Vivo creyendo ke no hay más ke hielo en varios corazones, ke no hay forma de ke se puedan derretir, pocas veces he encontrados corazones ya derretidos, día a día me dedico a observar y descubro ke es peor vivir pegada al pasado o simplemente no tener pasado?
Será bueno eso del borrón y cuenta nueva si siempre hay algo ke actúa de arnes y te mantiene a raya... he pensao en sólo dejar fluir todo, en actuar como un río ke sigue su ruta sin pensar en por qué, en llegar al mar y evaporarme, pero tendré ke algun dia condensarme, ser lluvia o tal vez un hielo,. algo ke de lejos es tan hermoso, ke si lo tocas te congela hasta el cerebro en una mezcla extraña de sensaciones buenas y malas... es eso, al final volvemos siempre a lo mismo.

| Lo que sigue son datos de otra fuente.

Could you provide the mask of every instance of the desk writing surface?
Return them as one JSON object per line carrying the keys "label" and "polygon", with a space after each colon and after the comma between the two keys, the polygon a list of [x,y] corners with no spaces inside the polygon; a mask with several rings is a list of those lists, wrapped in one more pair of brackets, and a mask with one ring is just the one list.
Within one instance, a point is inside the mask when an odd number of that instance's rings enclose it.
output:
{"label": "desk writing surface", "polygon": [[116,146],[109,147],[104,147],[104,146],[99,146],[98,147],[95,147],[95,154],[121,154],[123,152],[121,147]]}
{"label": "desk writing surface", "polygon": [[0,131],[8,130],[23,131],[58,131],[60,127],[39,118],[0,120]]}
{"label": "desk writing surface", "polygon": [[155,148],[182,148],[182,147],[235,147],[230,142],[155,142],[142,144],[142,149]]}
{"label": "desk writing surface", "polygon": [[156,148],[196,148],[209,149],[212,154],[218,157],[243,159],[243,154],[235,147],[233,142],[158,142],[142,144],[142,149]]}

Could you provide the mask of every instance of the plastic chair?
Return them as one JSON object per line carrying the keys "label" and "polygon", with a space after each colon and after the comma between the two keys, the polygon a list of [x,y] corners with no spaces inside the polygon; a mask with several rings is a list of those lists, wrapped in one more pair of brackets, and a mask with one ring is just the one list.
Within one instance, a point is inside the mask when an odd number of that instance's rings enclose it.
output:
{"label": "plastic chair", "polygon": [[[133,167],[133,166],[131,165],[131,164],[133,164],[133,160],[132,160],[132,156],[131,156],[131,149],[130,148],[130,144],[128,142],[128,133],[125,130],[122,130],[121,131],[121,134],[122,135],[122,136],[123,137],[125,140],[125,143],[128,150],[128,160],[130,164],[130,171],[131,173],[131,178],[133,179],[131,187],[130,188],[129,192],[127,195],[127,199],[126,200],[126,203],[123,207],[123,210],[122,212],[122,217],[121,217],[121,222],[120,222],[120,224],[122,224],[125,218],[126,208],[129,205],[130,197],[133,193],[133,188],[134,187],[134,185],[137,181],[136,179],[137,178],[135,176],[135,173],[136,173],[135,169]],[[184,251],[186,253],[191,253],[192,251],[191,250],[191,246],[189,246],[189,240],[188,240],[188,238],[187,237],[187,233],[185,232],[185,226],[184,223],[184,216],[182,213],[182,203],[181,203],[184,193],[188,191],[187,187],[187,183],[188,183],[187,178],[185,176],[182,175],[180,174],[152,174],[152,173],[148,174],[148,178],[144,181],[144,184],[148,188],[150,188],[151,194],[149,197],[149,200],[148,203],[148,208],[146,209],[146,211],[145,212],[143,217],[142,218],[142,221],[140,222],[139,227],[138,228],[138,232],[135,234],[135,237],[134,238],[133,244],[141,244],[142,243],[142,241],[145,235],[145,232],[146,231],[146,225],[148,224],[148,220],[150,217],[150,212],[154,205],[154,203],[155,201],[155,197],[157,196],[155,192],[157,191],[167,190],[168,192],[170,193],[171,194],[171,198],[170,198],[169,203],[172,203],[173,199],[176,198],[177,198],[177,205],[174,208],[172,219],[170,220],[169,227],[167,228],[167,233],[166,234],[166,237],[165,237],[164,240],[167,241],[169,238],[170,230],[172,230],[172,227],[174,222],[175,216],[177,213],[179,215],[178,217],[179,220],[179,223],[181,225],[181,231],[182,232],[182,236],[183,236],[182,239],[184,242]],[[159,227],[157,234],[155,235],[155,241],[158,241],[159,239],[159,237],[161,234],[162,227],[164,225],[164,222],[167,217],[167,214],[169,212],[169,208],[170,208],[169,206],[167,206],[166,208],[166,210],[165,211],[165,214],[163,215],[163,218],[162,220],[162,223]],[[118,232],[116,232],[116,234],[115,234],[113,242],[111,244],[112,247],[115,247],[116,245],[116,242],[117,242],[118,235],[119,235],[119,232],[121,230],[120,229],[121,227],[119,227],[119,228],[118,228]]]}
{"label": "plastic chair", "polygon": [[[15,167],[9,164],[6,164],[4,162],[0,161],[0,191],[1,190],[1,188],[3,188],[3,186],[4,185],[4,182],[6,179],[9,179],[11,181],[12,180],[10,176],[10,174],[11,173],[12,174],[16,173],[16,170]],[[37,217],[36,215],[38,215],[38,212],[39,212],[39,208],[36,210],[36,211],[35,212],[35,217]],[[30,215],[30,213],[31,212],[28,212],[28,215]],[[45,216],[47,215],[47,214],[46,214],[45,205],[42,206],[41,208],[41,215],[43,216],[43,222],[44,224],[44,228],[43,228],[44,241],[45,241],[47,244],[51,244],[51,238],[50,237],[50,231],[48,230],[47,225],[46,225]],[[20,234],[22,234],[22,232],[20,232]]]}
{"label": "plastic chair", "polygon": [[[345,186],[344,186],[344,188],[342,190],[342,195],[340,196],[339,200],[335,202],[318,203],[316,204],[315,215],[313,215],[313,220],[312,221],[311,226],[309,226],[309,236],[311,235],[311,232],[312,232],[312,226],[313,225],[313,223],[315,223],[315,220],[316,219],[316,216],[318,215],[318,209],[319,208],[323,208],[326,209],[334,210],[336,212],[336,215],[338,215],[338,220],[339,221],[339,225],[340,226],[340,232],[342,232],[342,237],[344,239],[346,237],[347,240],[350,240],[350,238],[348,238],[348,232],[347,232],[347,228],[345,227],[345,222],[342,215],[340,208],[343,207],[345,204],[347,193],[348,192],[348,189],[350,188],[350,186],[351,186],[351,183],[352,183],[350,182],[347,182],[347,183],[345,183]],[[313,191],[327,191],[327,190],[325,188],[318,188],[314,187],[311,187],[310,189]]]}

Yo no sé, mira, es terrible cómo llueve. Llueve todo el tiempo, afuera tupido y gris, aquí contra el balcón con goterones cuajados y duros, que hacen plaf y se aplastan como bofetadas uno detrás de otro, qué hastío. Ahora aparece una gotita en lo alto del marco de la ventana; se queda temblequeando contra el cielo que la triza en mil brillos apagados, va creciendo y se tambalea, ya va a caer y no se cae, todavía no se cae. Está prendida con todas las uñas, no quiere caerse y se la ve que se agarra con los dientes, mientras le crece la barriga; ya es una gotaza que cuelga majestuosa, y de pronto zup, ahí va, plaf, deshecha, nada, una viscosidad en el mármol. Pero las hay que se suicidan y se entregan enseguida, brotan en el marco y ahí mismo se tiran; me parece ver la vibración del salto, sus piernitas desprendiéndose y el grito que las emborracha en esa nada del caer y aniquilarse. Tristes gotas, redondas inocentes gotas. Adiós gotas. Adiós.